Well, the idea is that you can check networks against your own set of organised ...

kbenson · on March 25, 2016

So, how are these networks getting their data? Users submitting data? That means users are reducing their individual security to increase the group security as a whole. You are then presented with just consuming this data (and staying secure), or contributing, and we're back at the same point, data needs to be shared so it can be trained against.

Let's also look at the incentives for these networks that have data you can subscribe to. How are they supposed to keep spammers out? Any sort of vetting and management of the individual networks will be non-negligible, and if it's not funded will be at a disadvantage to the spammers that are doing this for profit.

Finally, I'm not sure that training sets for data like this can be easily combined without a massive amount of reprocessing, if at all. I'm not familiar enough with the classifying networks involved to know, but I suspect that problem alone ranges somewhere from "non-trivial" to "very-hard", if not already solved.

It sounds good, and in a perfect world we'd have well run and managed shared networks of fully anonymized spam/phishing classification training data that was easy to combine into individual personal classifiers without having to heavily re-process large training sets.

I'm just not sure how feasible the individual parts of that are, much less them combined into a whole.

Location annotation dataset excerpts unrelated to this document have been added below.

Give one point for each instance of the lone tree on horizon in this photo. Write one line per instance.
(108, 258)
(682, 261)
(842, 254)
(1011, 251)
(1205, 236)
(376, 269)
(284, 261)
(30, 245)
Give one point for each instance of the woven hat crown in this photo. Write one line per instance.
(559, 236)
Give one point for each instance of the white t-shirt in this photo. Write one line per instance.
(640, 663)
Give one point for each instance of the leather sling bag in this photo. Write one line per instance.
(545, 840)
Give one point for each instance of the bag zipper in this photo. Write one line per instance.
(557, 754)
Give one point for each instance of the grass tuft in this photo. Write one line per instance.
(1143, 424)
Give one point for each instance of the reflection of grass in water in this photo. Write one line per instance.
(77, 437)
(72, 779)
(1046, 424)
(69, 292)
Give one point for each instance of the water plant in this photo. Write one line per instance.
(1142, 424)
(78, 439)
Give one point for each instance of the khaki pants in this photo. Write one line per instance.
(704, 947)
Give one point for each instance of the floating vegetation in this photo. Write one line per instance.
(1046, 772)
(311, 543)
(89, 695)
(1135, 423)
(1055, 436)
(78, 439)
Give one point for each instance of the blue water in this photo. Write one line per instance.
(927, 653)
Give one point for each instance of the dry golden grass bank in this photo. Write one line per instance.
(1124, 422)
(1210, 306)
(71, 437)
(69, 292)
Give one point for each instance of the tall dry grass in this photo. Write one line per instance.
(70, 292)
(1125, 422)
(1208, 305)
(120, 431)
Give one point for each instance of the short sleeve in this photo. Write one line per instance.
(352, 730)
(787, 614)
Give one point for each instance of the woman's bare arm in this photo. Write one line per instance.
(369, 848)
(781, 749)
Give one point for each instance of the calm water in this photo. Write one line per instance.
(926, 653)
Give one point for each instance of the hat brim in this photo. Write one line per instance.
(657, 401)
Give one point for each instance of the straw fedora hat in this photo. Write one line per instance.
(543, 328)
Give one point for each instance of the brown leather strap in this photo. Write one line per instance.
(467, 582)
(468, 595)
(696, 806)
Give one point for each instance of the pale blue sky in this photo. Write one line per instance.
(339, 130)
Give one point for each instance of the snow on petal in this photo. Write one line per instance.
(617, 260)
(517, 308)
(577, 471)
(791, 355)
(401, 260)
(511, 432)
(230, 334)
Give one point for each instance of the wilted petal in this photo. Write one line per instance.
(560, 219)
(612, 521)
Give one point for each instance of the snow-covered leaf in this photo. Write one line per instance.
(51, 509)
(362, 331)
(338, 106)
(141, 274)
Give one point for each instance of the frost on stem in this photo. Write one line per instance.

thomasahle · on March 25, 2016

I think this idea certainly has interesting parts. We would at least need the following parts:

* Neural nets or similar trained models, which we could prove don't leak information on the data they are trained on.

* A way to combine these models, without access to their training data, in a way that works as well as training a new model on the union of the data.

* A way to exclude spammers. If the models vote on each message, perhaps we would be okay as long as fewer than 50% of the contributors are spammers.